Project Reactor: ConnectableFlux auto-connecting on demand
Asked Answered
S

1

6

I have a single source of data items and I want to share that Flux with multiple downstream streams.

It is very similar to the example in the reference guide, but I feel that example cheats by calling .connect() manually. Specifically, I do not know how many downstream subscribers there will be, and I do not have control to call .connect() "at the end". Consumers should be able to subscribe, but not trigger the pulling of data immediately. And then somewhere in the future when the data is actually needed they will pull as necessary.

Additionally, the source is sensitive to the consumption so it cannot be re-fetched.
To add to that, it is going to be very big so buffering and replaying is not an option.

Ideally, on top of all that, the whole thing happens in one thread, so no concurrency or waiting.
(Giving a very small wait time for subscribers to join is not desirable)
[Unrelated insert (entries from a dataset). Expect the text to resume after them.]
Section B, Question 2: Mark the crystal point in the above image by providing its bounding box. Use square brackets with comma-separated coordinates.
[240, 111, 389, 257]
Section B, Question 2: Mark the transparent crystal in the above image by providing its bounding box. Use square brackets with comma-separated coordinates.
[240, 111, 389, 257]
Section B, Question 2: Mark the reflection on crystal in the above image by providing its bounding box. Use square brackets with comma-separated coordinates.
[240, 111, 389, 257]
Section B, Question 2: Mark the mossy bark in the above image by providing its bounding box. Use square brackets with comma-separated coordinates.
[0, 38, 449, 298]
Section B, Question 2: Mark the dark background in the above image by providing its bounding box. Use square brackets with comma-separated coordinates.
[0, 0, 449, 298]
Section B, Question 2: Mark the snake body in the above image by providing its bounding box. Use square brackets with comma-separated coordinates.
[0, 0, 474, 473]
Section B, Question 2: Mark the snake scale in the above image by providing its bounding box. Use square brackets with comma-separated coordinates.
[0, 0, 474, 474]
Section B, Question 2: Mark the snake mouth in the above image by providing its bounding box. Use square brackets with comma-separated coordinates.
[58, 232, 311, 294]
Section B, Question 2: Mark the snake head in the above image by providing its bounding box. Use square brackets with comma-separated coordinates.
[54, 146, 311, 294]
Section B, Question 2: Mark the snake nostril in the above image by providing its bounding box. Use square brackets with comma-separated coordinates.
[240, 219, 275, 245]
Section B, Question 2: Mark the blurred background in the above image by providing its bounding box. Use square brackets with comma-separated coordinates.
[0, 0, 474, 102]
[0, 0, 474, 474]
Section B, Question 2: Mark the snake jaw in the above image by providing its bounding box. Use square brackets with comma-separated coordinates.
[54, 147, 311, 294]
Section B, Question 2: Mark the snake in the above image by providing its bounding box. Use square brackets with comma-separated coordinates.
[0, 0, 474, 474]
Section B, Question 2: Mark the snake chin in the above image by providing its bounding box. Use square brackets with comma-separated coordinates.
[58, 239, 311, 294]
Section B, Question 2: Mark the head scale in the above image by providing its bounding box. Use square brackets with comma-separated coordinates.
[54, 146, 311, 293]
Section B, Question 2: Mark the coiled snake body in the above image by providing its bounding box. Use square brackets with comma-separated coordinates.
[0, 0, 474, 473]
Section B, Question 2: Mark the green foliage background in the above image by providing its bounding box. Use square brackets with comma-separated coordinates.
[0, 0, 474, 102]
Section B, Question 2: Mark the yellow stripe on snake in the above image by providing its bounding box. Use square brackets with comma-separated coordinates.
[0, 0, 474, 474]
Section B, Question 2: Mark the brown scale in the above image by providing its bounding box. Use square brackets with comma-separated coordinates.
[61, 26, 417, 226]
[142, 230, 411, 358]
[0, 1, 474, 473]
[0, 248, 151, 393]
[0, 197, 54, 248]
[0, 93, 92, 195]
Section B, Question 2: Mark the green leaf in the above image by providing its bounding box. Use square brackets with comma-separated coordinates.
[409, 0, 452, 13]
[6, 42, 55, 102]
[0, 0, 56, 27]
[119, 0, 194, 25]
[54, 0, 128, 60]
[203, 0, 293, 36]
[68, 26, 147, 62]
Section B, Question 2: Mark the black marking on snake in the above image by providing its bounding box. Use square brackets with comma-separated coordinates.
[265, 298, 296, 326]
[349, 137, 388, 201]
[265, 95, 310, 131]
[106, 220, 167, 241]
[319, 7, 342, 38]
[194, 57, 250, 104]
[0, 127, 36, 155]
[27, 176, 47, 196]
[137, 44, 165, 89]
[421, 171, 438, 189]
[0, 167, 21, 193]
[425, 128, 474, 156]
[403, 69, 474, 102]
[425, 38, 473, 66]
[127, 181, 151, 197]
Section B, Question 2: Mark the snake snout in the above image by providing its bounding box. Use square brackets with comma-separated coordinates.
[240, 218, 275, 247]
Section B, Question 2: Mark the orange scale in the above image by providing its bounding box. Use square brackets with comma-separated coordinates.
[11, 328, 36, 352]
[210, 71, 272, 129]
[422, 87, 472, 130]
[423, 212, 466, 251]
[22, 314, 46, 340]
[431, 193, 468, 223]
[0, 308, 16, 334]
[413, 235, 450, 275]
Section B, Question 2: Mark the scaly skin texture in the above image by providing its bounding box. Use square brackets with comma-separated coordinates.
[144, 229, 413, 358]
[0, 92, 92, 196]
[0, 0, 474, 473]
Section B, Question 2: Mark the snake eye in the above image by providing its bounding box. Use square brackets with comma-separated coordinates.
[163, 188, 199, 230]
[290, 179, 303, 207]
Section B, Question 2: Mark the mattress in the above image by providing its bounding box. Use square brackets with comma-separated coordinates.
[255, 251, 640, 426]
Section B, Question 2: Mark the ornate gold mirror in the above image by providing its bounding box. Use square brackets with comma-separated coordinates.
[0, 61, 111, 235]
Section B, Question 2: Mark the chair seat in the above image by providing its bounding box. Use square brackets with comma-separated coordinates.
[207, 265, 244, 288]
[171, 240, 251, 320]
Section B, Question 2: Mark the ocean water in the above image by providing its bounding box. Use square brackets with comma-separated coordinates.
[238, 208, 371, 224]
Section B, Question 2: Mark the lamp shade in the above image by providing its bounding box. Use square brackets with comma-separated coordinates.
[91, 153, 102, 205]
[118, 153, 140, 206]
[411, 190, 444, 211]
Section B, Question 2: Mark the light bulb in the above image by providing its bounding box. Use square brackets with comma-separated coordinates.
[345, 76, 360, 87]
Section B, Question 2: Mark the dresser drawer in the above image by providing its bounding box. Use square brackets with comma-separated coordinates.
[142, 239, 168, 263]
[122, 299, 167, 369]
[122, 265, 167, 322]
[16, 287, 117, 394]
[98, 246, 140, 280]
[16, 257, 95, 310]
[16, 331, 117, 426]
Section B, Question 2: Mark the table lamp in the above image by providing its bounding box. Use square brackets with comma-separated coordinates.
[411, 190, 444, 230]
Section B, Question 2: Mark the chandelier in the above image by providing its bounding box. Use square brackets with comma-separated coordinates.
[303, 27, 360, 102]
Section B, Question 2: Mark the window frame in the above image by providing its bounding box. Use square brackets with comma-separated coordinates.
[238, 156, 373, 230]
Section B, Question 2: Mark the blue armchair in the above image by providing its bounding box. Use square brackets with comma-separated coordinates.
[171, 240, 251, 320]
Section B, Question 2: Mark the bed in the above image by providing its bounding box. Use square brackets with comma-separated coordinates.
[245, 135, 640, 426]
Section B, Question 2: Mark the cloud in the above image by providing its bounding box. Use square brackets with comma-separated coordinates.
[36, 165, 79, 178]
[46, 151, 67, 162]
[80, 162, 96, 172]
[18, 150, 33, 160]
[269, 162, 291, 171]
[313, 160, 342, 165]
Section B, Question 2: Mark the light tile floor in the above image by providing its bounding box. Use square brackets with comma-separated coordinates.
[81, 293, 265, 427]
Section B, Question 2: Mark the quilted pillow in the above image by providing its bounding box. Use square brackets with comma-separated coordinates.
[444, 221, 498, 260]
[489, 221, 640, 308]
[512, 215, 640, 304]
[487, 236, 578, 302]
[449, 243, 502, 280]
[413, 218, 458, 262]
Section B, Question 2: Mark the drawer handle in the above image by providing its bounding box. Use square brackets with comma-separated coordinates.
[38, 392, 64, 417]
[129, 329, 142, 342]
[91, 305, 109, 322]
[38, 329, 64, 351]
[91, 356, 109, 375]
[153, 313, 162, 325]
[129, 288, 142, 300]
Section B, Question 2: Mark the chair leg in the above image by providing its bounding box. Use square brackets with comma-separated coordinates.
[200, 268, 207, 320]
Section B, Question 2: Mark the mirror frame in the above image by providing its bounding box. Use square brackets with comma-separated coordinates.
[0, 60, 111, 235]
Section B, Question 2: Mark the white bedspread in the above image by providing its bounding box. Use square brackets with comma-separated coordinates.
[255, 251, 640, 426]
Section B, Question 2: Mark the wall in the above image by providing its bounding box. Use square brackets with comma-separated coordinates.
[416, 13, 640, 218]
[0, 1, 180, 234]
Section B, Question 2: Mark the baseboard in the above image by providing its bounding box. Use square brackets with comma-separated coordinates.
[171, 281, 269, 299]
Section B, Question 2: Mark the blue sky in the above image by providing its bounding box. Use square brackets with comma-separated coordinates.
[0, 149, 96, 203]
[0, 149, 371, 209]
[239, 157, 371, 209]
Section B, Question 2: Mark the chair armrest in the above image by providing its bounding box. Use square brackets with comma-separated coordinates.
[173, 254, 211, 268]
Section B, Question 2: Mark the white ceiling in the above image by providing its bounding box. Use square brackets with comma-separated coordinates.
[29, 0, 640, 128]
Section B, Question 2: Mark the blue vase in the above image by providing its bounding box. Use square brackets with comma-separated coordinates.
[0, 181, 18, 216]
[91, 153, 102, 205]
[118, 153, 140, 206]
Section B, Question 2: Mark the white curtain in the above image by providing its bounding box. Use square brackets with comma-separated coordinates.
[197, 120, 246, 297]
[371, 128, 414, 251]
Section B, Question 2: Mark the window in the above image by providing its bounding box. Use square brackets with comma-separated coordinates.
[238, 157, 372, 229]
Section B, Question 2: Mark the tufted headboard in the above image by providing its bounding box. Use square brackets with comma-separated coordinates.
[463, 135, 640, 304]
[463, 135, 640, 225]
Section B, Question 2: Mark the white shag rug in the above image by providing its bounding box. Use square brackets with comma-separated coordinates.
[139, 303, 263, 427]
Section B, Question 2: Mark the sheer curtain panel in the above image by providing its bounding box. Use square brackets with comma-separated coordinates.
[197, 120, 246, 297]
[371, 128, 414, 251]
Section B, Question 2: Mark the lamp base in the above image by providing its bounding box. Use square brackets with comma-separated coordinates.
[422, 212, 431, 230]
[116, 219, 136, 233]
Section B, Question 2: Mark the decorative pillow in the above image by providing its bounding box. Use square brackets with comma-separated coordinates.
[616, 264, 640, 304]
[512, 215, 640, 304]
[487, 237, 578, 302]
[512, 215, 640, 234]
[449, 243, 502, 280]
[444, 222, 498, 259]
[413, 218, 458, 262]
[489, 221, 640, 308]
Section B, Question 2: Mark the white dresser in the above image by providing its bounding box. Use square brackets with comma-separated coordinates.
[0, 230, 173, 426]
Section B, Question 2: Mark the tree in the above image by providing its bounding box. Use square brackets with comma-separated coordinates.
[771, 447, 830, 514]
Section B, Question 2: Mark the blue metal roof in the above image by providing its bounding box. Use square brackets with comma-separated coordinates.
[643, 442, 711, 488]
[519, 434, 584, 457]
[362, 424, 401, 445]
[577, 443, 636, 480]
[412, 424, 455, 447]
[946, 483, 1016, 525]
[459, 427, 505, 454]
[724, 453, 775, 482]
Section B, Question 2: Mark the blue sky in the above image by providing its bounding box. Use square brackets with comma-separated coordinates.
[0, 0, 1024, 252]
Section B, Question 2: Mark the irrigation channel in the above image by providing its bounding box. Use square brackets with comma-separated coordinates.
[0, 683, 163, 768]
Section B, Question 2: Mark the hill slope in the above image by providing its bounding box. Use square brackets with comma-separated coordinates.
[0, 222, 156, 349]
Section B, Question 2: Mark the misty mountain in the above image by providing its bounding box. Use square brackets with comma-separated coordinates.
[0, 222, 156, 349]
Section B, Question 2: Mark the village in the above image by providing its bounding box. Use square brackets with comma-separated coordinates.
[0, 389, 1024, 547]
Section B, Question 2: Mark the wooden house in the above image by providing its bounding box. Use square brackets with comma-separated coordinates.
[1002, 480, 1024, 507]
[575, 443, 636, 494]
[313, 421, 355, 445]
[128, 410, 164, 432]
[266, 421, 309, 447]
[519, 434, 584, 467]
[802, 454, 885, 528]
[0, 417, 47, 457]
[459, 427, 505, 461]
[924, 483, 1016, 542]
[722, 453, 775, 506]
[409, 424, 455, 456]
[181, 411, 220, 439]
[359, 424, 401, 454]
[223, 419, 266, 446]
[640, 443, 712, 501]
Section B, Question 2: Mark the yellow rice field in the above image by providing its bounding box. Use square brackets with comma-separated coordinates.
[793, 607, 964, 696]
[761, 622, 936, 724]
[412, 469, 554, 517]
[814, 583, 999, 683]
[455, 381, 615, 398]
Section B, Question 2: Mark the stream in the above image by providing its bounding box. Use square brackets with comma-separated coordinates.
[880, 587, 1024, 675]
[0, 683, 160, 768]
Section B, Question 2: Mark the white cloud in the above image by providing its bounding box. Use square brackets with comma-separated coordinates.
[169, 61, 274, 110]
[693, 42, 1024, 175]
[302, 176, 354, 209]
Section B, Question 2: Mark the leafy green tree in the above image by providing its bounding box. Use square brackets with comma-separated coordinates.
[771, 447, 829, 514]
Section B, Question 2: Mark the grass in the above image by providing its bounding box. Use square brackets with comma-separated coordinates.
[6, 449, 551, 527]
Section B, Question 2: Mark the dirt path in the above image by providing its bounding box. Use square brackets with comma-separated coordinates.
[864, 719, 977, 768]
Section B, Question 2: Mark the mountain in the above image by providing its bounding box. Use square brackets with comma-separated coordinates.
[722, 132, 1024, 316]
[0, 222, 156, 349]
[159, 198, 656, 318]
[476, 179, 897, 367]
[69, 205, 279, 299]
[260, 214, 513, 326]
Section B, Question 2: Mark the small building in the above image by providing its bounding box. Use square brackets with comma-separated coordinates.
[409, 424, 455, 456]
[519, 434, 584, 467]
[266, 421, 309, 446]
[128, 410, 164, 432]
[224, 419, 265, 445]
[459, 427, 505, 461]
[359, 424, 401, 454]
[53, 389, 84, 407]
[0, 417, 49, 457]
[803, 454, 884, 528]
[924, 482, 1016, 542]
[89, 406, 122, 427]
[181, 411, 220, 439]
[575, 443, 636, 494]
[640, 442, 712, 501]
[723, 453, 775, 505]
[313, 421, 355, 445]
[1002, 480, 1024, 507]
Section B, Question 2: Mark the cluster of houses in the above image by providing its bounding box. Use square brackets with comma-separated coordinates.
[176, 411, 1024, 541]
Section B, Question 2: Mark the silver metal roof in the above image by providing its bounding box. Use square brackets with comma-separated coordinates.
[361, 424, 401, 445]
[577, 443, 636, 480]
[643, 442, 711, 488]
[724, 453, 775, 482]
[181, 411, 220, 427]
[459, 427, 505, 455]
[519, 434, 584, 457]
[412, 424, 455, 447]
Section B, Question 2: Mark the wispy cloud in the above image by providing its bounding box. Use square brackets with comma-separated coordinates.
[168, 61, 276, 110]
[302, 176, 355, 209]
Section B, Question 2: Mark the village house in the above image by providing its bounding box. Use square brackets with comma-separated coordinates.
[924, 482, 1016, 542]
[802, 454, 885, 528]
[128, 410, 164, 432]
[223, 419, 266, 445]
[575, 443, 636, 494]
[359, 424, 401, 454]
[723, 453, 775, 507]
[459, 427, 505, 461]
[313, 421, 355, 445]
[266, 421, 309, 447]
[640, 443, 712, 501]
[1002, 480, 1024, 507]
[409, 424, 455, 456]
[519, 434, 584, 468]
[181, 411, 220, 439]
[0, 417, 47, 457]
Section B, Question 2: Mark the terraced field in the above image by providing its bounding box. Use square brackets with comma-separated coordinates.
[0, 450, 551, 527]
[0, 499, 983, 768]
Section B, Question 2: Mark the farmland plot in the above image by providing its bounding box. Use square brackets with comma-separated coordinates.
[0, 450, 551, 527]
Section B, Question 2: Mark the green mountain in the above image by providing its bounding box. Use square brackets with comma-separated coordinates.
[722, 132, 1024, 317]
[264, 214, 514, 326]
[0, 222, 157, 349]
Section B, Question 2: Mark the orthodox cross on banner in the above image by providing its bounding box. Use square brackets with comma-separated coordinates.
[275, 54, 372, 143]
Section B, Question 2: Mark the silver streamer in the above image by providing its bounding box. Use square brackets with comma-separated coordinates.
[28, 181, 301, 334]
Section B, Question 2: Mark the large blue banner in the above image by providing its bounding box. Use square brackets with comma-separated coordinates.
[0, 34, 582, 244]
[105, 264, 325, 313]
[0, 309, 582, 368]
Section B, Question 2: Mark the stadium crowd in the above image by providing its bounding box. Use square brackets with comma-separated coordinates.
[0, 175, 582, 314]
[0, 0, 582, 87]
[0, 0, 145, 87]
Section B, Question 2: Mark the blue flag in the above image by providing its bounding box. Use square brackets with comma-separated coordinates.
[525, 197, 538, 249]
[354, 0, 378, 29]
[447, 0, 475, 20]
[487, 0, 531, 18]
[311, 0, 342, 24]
I was able to achieve nearly the desired effect for Monos (single end result values):

public class CoConsumptionTest {
    @Test
    public void convenientCoConsumption() {
        // List used just for the example:
        List<Tuple2<String, String>> source = Arrays.asList(
                Tuples.of("a", "1"), Tuples.of("b", "1"), Tuples.of("c", "1"),
                Tuples.of("a", "2"), Tuples.of("b", "2"), Tuples.of("c", "2"),
                Tuples.of("a", "3"), Tuples.of("b", "3"), Tuples.of("c", "3")
        );

        // Source which is sensitive to consumption
        AtomicInteger consumedCount = new AtomicInteger(0);
        Iterator<Tuple2<String, String>> statefulIterator = new Iterator<Tuple2<String, String>>() {
            private ListIterator<Tuple2<String, String>> sourceIterator = source.listIterator();

            @Override
            public boolean hasNext() {
                return sourceIterator.hasNext();
            }

            @Override
            public Tuple2<String, String> next() {
                Tuple2<String, String> e = sourceIterator.next();
                consumedCount.incrementAndGet();
                System.out.println("Audit: " + e);
                return e;
            }
        };

        // Logic in the service:
        Flux<Tuple2<String, String>> f = Flux.fromIterable(() -> statefulIterator);
        ConnectableFlux<Tuple2<String, String>> co = f.publish();

        Function<Predicate<Tuple2<String, String>>, Mono<Tuple2<String, String>>> findOne = (highlySelectivePredicate) ->
                co.filter(highlySelectivePredicate)
                        .next() //gives us a Mono
                        .toProcessor() //makes it eagerly subscribe and demand from the upstream, so it wont miss emissions
                        .doOnSubscribe(s -> co.connect()); //when an actual user consumer subscribes

        // Subscribing (outside the service)
        assumeThat(consumedCount).hasValue(0);
        Mono<Tuple2<String, String>> a2 = findOne.apply(select("a", "2"));
        Mono<Tuple2<String, String>> b1 = findOne.apply(select("b", "1"));
        Mono<Tuple2<String, String>> c1 = findOne.apply(select("c", "1"));
        assertThat(consumedCount).hasValue(0);

        // Data is needed
        SoftAssertions softly = new SoftAssertions();

        assertThat(a2.block()).isEqualTo(Tuples.of("a", "2"));
        softly.assertThat(consumedCount).hasValue(4);

        assertThat(b1.block()).isEqualTo(Tuples.of("b", "1"));
        softly.assertThat(consumedCount).hasValue(4);

        assertThat(c1.block()).isEqualTo(Tuples.of("c", "1"));
        softly.assertThat(consumedCount).hasValue(4);

        softly.assertAll();
    }

    private static Predicate<Tuple2<String, String>> select(String t1, String t2) {
        return e -> e.getT1().equals(t1) && e.getT2().equals(t2);
    }
}

Question: I want to know how to achieve this for Flux results, i.e. for multiple values after the filtering is applied, not just the first/next. (Still demanding only as much as necessary)
(Tried naively replacing .toProcessor() with .publish().autoConnect(0) but did not succeed)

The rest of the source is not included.